Source Citation Forms

Each fall our fifth graders go through the research process and write a research paper. They are charged with avoiding plagiarism and citing their sources. In past years the students have collected the information needed in a citation and then created a handwritten bibliography page.

But let’s be realistic. Knowing the parts of a citation and the reasons for including the information are far less important in the digital age than knowing where the periods, semi colons, and underlining belong. NoodleTools, Easy Bib, and Citation Maker in the upper grades and college have taken over. This year, instead of spending time getting classes of 10 year-olds to correctly space and punctuate their bibliography, I get to spend my time in other areas of the research process.

For source citation, I used some resources at Citation Maker and modified them to fit my space requirements. Students fill out one citation slip for each resource. In their research packets we provided them with two pages for the slips to be taped or glued.

I’m including my copies of the forms I’m using with students. On each I starred the information I consider required. If students go above and beyond and can fill out the entire slip then kudos to them! There are five forms for the sources listed above. The final page is one for student names and can be copied on the reverse side. I’d love to get video slips added, but haven’t quite made it…. when I do, I have room to add them in purple to the chart.

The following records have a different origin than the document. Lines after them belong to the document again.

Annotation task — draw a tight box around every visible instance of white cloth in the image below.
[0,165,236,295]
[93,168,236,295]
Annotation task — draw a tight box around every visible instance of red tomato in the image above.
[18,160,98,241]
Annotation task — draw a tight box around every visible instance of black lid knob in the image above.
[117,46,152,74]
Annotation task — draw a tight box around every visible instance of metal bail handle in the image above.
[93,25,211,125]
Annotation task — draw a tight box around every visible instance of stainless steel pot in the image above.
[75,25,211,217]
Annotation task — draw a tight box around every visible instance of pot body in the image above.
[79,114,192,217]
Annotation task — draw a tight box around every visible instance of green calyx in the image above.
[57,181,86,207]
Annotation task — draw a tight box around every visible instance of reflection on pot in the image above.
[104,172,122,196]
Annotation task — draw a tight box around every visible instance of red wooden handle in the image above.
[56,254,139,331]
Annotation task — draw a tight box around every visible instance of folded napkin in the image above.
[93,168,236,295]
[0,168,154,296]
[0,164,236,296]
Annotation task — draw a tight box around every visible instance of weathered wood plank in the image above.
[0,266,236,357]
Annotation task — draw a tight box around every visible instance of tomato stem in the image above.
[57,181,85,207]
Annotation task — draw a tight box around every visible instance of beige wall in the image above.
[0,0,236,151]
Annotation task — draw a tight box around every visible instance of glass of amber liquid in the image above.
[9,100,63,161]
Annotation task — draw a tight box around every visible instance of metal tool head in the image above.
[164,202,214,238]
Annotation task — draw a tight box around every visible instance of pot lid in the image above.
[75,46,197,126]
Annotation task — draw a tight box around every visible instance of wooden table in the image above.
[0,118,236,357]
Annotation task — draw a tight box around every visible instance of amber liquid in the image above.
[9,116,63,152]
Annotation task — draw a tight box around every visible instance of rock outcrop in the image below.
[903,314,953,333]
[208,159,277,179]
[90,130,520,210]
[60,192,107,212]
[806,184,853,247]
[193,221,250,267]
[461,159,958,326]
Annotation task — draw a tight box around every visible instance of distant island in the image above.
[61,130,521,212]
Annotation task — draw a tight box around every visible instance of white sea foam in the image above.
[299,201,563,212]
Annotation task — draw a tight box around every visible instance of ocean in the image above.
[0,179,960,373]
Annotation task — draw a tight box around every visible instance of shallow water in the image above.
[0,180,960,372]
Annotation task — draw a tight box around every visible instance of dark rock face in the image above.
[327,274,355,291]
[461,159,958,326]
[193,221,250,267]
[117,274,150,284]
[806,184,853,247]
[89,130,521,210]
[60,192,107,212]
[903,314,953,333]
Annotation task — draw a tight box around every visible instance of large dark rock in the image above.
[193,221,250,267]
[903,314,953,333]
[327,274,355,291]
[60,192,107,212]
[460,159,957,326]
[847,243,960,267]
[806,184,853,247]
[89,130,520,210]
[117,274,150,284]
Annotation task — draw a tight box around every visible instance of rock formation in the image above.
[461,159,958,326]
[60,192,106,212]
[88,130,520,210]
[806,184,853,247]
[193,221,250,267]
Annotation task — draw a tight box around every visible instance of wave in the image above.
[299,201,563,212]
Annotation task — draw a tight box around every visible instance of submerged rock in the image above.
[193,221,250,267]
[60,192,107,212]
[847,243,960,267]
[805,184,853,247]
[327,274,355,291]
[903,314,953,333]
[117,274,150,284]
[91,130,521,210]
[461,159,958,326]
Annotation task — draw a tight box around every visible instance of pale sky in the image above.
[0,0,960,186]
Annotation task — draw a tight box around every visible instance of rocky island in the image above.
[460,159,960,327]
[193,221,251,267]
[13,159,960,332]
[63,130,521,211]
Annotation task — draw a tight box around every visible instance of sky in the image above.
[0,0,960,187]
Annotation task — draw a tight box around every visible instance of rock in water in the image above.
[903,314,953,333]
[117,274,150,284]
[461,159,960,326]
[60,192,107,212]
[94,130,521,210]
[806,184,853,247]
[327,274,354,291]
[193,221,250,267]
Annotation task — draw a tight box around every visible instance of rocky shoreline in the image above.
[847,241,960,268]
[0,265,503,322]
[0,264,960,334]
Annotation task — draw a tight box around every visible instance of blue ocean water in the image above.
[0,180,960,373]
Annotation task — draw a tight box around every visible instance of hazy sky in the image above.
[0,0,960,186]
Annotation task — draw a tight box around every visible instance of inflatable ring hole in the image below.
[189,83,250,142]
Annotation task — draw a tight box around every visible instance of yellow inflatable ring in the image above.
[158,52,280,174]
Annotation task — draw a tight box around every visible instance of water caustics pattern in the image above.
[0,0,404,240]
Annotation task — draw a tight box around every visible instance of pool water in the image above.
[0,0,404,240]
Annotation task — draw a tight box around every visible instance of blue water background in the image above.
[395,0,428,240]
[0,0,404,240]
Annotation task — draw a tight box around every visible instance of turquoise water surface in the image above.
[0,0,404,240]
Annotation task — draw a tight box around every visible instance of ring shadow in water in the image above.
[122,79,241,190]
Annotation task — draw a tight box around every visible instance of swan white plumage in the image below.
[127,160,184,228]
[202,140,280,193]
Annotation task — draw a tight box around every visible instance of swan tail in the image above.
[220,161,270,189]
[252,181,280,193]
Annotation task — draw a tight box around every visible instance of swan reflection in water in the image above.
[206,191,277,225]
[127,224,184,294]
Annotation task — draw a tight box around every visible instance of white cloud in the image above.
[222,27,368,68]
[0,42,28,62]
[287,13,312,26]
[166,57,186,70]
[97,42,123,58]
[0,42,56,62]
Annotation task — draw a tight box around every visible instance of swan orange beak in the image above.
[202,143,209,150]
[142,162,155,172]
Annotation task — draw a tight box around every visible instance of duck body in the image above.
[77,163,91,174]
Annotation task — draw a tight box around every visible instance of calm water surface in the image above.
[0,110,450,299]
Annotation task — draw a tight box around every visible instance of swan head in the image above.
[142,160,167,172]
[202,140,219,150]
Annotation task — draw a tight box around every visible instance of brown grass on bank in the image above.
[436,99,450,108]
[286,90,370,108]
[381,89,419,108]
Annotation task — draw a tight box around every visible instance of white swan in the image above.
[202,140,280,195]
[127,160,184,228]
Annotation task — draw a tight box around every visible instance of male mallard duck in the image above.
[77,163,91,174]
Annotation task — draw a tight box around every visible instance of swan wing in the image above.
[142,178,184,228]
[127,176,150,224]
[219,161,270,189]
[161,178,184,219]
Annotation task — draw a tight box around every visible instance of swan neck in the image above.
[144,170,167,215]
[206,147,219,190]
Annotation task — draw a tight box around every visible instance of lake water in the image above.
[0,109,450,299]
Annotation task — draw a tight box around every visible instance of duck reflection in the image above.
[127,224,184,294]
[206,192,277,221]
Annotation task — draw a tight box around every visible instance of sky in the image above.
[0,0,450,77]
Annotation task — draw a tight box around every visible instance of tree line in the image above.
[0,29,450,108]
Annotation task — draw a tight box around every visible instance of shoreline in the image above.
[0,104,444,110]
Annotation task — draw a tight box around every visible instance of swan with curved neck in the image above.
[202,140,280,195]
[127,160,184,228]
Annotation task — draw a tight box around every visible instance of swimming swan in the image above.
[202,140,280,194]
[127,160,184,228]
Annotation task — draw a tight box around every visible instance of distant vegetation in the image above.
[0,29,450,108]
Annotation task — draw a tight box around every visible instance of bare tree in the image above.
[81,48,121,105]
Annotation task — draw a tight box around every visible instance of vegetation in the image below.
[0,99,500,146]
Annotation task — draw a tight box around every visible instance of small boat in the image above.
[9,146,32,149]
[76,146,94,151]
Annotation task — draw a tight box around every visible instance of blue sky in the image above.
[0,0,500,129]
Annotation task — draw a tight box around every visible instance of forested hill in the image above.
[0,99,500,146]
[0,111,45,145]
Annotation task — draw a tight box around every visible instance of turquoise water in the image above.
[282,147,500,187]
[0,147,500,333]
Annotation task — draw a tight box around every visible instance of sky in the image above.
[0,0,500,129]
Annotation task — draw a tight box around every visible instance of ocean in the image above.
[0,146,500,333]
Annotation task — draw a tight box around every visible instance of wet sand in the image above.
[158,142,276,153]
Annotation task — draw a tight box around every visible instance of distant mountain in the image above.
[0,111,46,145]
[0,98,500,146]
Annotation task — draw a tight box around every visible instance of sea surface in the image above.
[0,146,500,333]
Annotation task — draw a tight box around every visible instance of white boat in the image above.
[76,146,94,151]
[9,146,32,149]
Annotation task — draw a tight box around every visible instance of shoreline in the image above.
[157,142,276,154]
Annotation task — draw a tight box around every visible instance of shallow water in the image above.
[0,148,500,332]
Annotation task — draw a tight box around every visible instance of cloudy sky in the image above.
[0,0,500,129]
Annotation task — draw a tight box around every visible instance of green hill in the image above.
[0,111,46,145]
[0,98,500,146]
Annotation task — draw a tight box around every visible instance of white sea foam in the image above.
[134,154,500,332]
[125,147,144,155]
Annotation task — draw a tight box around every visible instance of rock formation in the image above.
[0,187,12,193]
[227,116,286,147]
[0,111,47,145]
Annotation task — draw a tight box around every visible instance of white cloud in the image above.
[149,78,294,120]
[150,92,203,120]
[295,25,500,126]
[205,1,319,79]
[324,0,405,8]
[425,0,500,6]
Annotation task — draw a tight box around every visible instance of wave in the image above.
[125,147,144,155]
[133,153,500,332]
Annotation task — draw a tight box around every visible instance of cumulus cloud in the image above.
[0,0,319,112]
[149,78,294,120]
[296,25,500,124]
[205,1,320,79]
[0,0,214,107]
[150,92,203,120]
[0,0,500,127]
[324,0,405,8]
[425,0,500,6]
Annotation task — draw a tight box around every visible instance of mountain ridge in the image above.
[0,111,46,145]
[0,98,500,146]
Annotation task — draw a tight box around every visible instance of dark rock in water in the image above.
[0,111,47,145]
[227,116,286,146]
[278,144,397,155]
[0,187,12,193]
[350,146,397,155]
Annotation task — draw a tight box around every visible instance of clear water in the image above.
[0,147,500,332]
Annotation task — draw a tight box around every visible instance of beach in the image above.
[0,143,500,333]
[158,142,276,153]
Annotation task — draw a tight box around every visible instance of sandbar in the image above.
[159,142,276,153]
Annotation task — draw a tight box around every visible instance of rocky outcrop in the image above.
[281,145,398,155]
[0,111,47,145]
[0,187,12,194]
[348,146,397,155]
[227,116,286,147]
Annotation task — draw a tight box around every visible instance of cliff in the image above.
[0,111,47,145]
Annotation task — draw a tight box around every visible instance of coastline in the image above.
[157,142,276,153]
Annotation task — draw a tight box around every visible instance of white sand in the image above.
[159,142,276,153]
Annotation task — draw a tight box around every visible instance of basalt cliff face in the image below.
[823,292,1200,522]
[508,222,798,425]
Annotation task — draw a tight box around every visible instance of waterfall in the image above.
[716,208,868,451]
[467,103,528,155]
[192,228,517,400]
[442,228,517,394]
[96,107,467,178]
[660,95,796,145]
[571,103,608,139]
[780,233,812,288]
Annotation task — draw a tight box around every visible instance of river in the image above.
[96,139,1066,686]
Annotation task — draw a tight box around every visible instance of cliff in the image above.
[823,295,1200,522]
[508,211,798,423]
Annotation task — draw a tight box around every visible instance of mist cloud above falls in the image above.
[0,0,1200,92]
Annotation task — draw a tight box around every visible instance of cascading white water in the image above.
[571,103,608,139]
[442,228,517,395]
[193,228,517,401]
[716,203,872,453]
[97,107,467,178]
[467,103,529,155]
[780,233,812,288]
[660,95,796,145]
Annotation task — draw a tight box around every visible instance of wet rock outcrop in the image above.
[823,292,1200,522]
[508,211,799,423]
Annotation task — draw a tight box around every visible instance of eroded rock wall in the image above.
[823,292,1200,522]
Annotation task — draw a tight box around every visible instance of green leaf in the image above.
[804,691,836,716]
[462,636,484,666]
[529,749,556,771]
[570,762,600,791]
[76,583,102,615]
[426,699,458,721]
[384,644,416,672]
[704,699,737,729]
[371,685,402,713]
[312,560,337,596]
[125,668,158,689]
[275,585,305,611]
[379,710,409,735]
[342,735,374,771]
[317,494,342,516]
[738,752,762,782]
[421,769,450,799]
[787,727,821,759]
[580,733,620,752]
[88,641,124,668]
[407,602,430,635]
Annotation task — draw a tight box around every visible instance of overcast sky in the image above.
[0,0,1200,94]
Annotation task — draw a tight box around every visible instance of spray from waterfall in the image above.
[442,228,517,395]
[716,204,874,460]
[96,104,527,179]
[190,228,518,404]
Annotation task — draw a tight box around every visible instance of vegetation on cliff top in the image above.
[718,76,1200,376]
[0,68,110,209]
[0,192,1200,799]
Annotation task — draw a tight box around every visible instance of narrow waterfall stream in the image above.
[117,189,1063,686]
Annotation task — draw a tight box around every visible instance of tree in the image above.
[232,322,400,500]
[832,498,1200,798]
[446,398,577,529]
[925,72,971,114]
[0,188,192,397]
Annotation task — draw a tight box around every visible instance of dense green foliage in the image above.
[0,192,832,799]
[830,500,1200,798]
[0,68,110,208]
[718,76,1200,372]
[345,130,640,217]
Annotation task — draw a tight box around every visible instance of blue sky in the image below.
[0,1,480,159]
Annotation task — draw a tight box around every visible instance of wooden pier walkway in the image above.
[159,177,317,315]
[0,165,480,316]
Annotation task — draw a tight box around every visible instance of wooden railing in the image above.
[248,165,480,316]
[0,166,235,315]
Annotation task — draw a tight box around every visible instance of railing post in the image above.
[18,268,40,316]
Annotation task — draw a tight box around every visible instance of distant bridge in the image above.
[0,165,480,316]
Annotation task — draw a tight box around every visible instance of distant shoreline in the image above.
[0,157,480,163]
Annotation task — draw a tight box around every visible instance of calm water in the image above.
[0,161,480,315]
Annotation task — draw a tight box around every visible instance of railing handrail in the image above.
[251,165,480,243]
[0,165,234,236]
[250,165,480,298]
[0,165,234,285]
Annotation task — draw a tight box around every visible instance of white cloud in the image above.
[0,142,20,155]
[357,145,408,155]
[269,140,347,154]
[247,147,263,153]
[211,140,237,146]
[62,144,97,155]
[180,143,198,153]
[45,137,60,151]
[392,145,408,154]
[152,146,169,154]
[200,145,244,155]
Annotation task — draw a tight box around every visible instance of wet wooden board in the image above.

I’d like to keep these stocked in the library and invite teachers in 4th and 5th grade to use them for most research assignments. Students can staple the slips to their work or glue them on a source page.

Download @ Google Drive

Comments

  1. Really nice. Our teacher use something similar. I think this is another indication of how technology has changed things. Just because WE had to memorize where all the periods and spaces and underlines go, doesn’t mean today’s students need to. We are all about citation generators. The hard part now (which I never had to deal with in my day) is choosing the right form. Web page? Database? On-line journal? Ever been in print? All those questions are really difficult to answer sometimes!

    • The one I created for “online database/encyclopedia” was the most challenging. There are so many choices out there! I combined the two in a way that I think makes sense for elementary students.

  2. Thank you for sharing your citation slips. I am beginning my citing resources lessons with my fourth graders and these will remind them to cite as they go along.

    • You’re welcome! Let me know how they work for you. I’m excited to see if my teachers will start to use them independently with projects or if it will always be seen as a “library thing.”

  3. I have been looking all over for something just like this! This is amazing. Thank you, thank you, thank you.